Test request include query/mutate:

Start a transaction

curl -H "Content-Type: application/graphql+-" -X POST 172.30.29.135:8087/query -d '
{
    q(func: eq(xid, ["ww_u_167507121152"])) { uid xid }
}
'
curl -H "X-Dgraph-MutationType: json" -X POST 172.30.29.135:8087/mutate?startTs=0 -d '
{
    "set":[
        {
            "xid":"ww_u_167507121152",
            "uid":"_:ww_u_167507121152"
        }
    ]
}
'
Commit transaction

curl -H "Content-Type: application/graphql+-" -X POST 172.30.29.135:8087/query -d '
{
    q(func: eq(xid, ["ww_u_167507121152"])) { uid xid }
}
'
curl -H "X-Dgraph-MutationType: json" -X POST 172.30.29.135:8087/mutate?startTs=0 -d '
{
    "set":[
        {
            "attr1":49800,
            "attr2":100,
            "attr3":100,
            "attr4":0,
            "attr5":1596526586,
            "uid":"0x9d99f4"
        }
    ]
}

Test result:

wrk2 -t2 -c5 -R80 -d2m

  Latency Distribution (HdrHistogram - Uncorrected Latency (measured without taking delayed starts into account))
 50.000%   66.50ms
 75.000%   84.42ms
 90.000%  101.57ms
 99.000%  139.01ms
 99.900%  536.06ms
 99.990%    1.23s 
 99.999%    1.31s 
100.000%    1.31s 
----------------------------------------------------------
  7141 requests in 2.00m, 1.89MB read
Requests/sec:     59.50
Transfer/sec:     16.15KB

cpu 40%
DiskWriteOps 1500

You can try to reproduce.

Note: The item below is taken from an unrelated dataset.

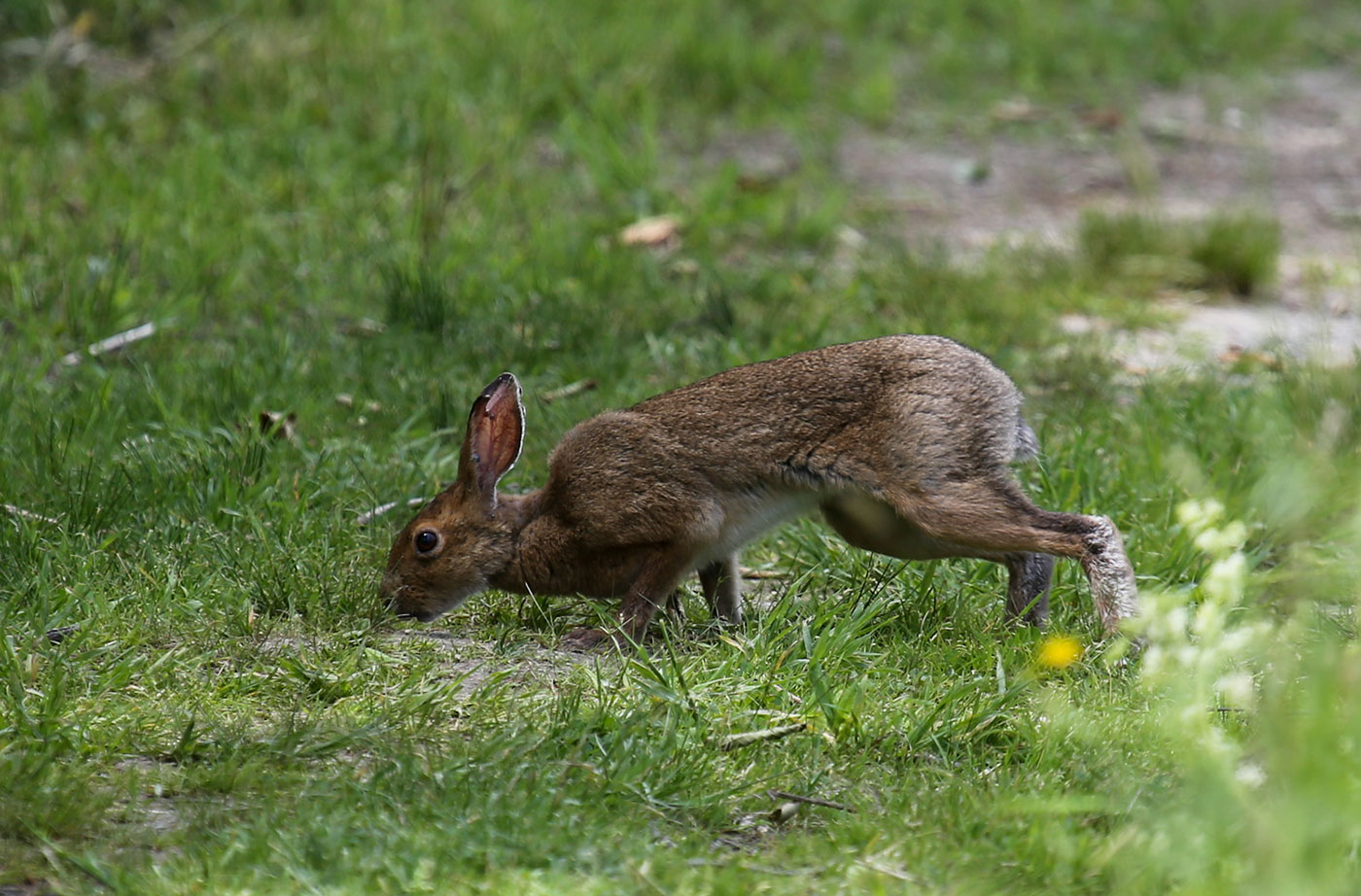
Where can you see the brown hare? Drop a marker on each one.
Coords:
(902, 442)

Thank you so much.

So I noticed that you specify R (rate) as 40/sec and you are getting the same as throughput which seems good to me. Maybe you should try with larger values of R to test the limits here?

Also you seem to be using a really old version of Dgraph. I’d recommend using the latest version as we would have made many improvements since 1.0.16.

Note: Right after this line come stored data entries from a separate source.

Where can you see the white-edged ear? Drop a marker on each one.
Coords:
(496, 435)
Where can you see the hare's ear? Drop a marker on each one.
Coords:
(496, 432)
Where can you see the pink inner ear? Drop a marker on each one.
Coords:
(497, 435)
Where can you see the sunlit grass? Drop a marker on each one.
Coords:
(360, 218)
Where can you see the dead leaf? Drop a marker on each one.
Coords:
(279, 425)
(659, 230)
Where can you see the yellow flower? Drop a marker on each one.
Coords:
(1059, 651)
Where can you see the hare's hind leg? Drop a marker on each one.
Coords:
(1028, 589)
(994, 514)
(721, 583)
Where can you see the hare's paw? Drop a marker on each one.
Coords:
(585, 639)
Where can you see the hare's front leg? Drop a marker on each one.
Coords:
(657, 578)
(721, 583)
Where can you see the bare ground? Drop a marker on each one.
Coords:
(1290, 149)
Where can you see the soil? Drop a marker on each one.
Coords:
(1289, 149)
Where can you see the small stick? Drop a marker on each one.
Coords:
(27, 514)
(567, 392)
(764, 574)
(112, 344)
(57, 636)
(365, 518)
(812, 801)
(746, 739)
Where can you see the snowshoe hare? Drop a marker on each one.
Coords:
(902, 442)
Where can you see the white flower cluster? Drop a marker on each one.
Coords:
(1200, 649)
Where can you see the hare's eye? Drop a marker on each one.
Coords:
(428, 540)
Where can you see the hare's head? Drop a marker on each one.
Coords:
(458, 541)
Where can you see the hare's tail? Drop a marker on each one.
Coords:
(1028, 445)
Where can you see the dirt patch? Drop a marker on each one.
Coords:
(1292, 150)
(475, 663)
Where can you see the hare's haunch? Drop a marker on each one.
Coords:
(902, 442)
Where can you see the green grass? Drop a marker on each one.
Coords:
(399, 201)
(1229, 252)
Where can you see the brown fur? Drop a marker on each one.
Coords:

@pawan When i change R to 80, Test result:

wrk2 -t2 -c5 -R80 -d2m

  Latency Distribution (HdrHistogram - Uncorrected Latency (measured without taking delayed starts into account))
 50.000%   66.50ms
 75.000%   84.42ms
 90.000%  101.57ms
 99.000%  139.01ms
 99.900%  536.06ms
 99.990%    1.23s 
 99.999%    1.31s 
100.000%    1.31s 
----------------------------------------------------------
  7141 requests in 2.00m, 1.89MB read
Requests/sec:     59.50
Transfer/sec:     16.15KB

cpu 40%
DiskWriteOps 1500

cpu and disk does not appear to be a bottleneck,

I will run the same test case at latest version.